From this time until the 28th of August was consumed in the construction of the first substantial war balloon ever built.
The main obstacle to the successful use of balloons still had to be overcome, namely, a portable apparatus for generating the gas had already devised a plan for this purpose, but, as I could not then obtain an order to construct the apparatus, I was obliged to inflate the balloon as formerly in Washington, and to confine its operations to that locality. At this time I received the following orders from Major Woodruff and Captain Whipple:
WASHINGTON, D. C., August 28, 1861.
Balloonist, Washington, D. C.:
SIR: Get the silk balloon in readiness for inflation immediately. A detail of thirty men will repair to the Columbian Armory to aid you in the inflation and transportation of the balloon.
I. C. WOODRUFF,
Major, Topographical Engineers.
Inclosed is an order for gas.
I. C. W.
FORT CORCORAN, August 29, 1861.
Prof. T. S. C. LOWE:
The general desires you to be here at 3 a.m. to-morrow morning to make an ascension before daybreak to examine camp-fires, and ascend again as soon as it may be light enough to watch for movements of any bodies of men. Should I not be present please write the observation and send them to me by express at Arlington.
A. W. WHIPPLE,
Captain, Topographical Engineers.
These orders were complied with, and during my observations I discovered the enemy for the first time building earth-works on Munson's Hill and Clark's Hill, and also saw their movements along the entire line. In the afternoon I moved the balloon to Ball's Cross-Roads and there took several observations, during which the enemy opened their batteries on the balloon and several shots passed by it and struck the ground beyond. These shots were the nearest to the U. S. capital that had been fired by the enemy, or have yet been, during the war.

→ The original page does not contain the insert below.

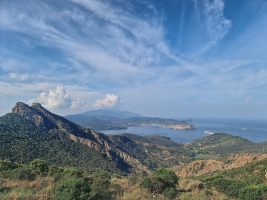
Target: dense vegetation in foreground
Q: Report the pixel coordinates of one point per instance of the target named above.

From this time the balloon was kept in constant use and daily reports made to the commanding officers. I regret that I kept copies of but few of these, as at the time I did not consider that they would be required. Confidence in this new means of observation soon began to be manifested, and many officers made ascensions, among whom were Generals McDowell, Porter, and Martindale. On the 7th of September Major-General McClellan ascended and made an examination of the enemy's works on Munson's Hill and other points, a view of which it was impossible to obtain by any other means.
From this time to the 27th of September many alarms were given, and the troops called out in line of battle, and in every instance after an examination had been made by means of the balloon the troops were sent back to their quarters and allowed to rest without danger of being surprised.
Having only one balloon, I was necessarily compelled to lose some time to go to Washington for gas, which I invariably did, however, at night.